Chris Poynter, a spokesman for Fischer, called the accusations "utterly ridiculous."
"The allegation is so far from reality and outlandish it doesn't even deserve an honorable response," he said.
Proof of Manipulation?
Denton said she came to her conclusion after reviewing internal police data and the data police report to the Federal Bureau of Investigation.
"It's smoke and mirrors," she said.
She also said she's heard from officers that police administrators manipulate data — though she declined to provide contact information for those officers.
"People don't want to get in trouble," she said.
Councilman David James, a Democrat and chair of the public safety committee, echoed Denton's claims.

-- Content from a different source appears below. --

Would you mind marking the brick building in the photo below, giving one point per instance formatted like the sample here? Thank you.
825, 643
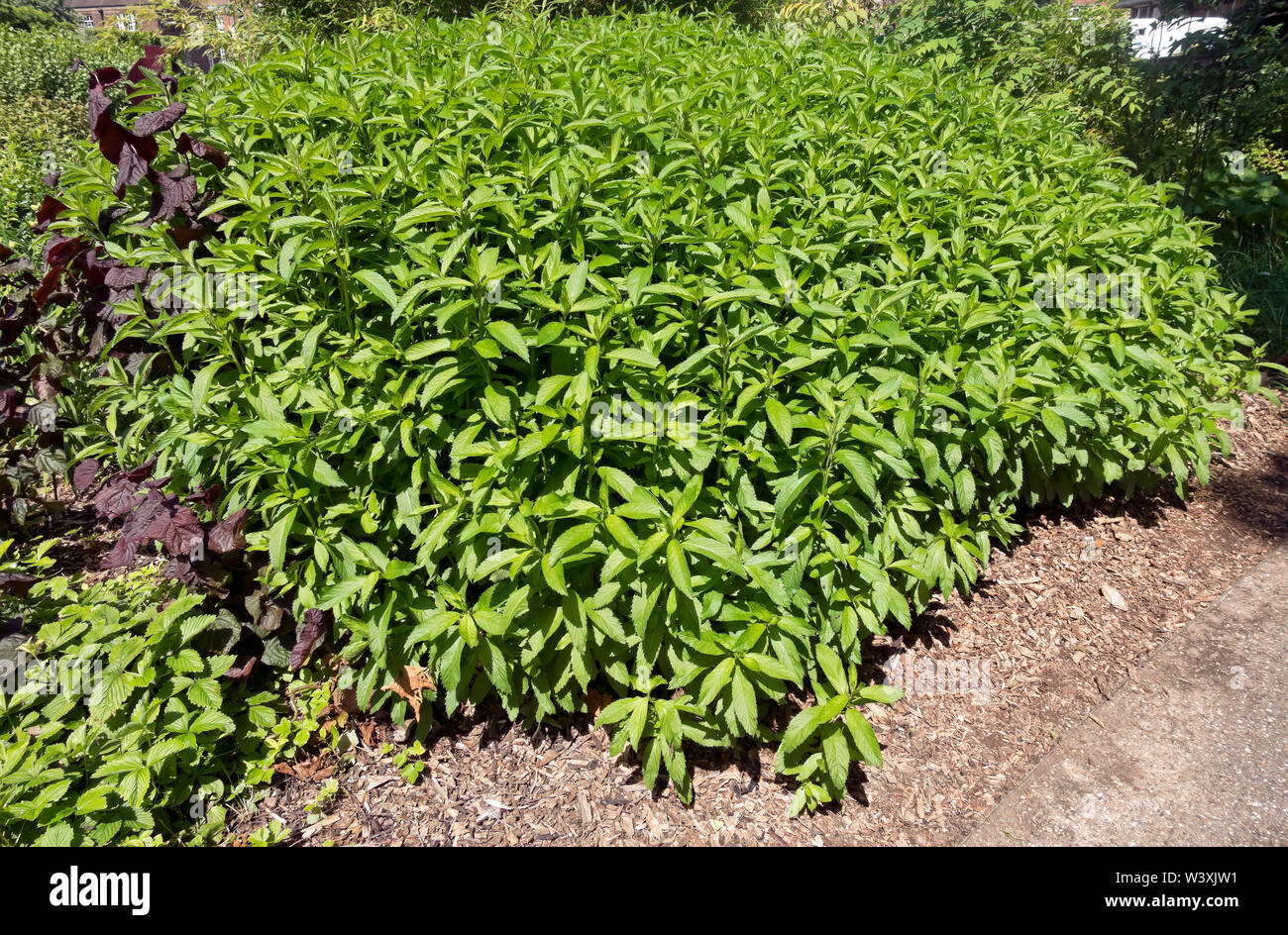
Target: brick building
129, 16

He said the manipulation is done, in part, by lumping similar crimes into one report, failing to take reports for specific crimes or only reporting certain instances of crime to the FBI.
He put the onus for the manipulation not on the officers, but on police administration.
As for proof of the manipulation, like Denton, he said he's heard from officers complaining of such practices. But James also declined to provide contact information for those officers.
James is a former police officer and one-time president of the police union. He said data manipulation within the department has been going on for a "long time," but "not in such a way" during his tenure on the police force.
Asked if he's concerned making such accusations could deepen the divide between citizens and police, and cut at police legitimacy, James said he has no such concerns.
"The officers are doing their job," he said. "The issue, again, is leadership."
Councilman Brent Ackerson, a Democrat from District 26, said any effort to send a message that crime in Louisville is declining is "a farce."
He likened such a tactic as "political patty-cake of trying to make people feel good when, really, they shouldn't."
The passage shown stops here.